Travelling allows people the privilege of experiencing another culture first hand. It is exciting and refreshing and scary at times. Travelling can also be tiring; consuming such large quantities of media and stimuli becomes exhausting! This is especially true when a student is away from the comforts of home for such a long period of time. But what would study abroad be without a little homesickness? This Spring Break I had the pleasure of being homesick in Florence, Italy. Also lucky for me, I was with a good friend to keep me company. We learned quickly that the cultural differences in northern and southern Italy are vast.
We caught a 6:45 morning train from Rome, Termini to Firenze, Santa Maria Novella and arrived promptly at 8:30. We hopped off and headed straight for the Galleria degli Uffizi which is located on the north bank of the Arno river, in central Florence. We entered Piazzale degli Uffizi and were greeted on both sides by sculptures of famous local painters. Among them were Cennini, Donatello, Leonardo da Vinci, Giotto, Dante Alighieri and many others! Much to my surprise we were shepherded into a line where we waited for an hour to grab a ticket from a machine that reserved our place in line to enter five hours later. I was thoroughly unprepared for this. In Rome the standard is that most museums and attractions are closed on Mondays and otherwise hours are very open and flexible here. Almost everywhere we went to eat or see art we were asked if we had made reservations. A certain amount of preparedness is required. The dress code is a little more formal. Since my friend and I couldn’t get into the Uffizi straightaway we locked our luggage in storage and headed down to the Galleria dell’accademia to see many works, among them, Michelangelo’s David.

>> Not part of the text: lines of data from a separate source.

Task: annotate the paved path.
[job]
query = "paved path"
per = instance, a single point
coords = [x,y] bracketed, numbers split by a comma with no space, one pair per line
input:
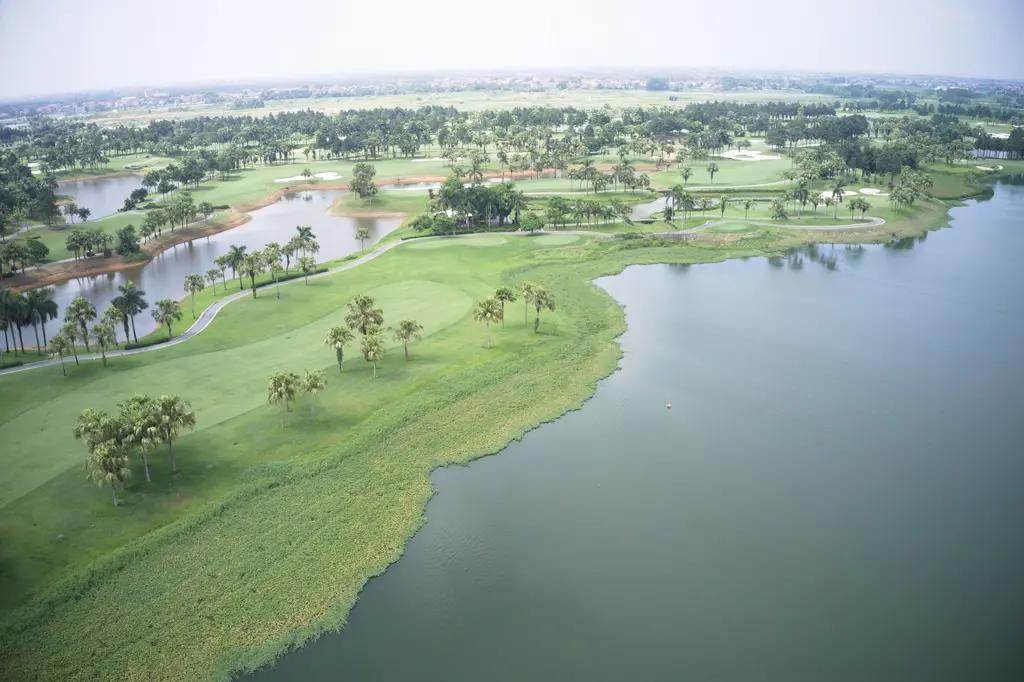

As one does in any city they’ve just arrived in, my friend and I got lost on just about every other excursion to or from the neighborhood we were staying in. We were pretty shaky with the bus system and found it hard to keep structured time tables. The first night we went to Trattoria 4 Leoni, known for its pear ravioli, which is just as sweet and savory as it sounds. The next day we went to La Milkeria to fill up on espresso and nutella crepes before trying the Uffizi again. We were given such a late time in the day we would only have an hour and a half to see the art. I figured I’d take what I could get in the name of seeing Botticelli’s The Birth of Venus, Artemesia Gentileschi’s Judith Slaying Holofernes, and Caravaggio’s Medusa. In the meantime we went to the Cattedrale di Santa Maria del Fiore, aka the Duomo, and filled up on pizza and cannolis while walking down Ponte Vecchio. The Uffizi gallery was a bewildering experience. To have studied art and art history for so long and finally get to experience the works in person was an absolute dream. Shortly after this we were ushered out of the building at closing time and rushed to a restaurant. Things close much earlier in Florence and there’s not as much available or friendly nightlife as there is in Rome.
Later the next day we grabbed breakfast at a local cafe and headed to Piazzale Michelangelo. It’s a fantastic view of the city and the Arno river and in the warm seasons it is a blossoming rose garden! Florence was work because it was more expensive and smaller and more spread out, whereas in Rome there are any number of options for the choices and situations you face every day. Resources are more available in Rome. While I enjoyed my stay, I found I was happy to come back to Rome. I have been homesick for Philadelphia pretty much constantly since I’ve been studying here. However in Florence I was struck with a fascination that I was homesick for Rome. I talked to several of my cohorts about their experiences travelling over spring break and many of them said that they too felt this. I think when we are tired it is natural to crave what is comfortable and what we know. We have only been here a little over two months and yet we have already created a kind of familiarity with the neighborhoods we live and go to school and work in. Some people say that time is a circle. Humankind repeats itself over and over again. We may travel far from where our lives are already set up, but eventually, many of us will want to go back to our place of origin.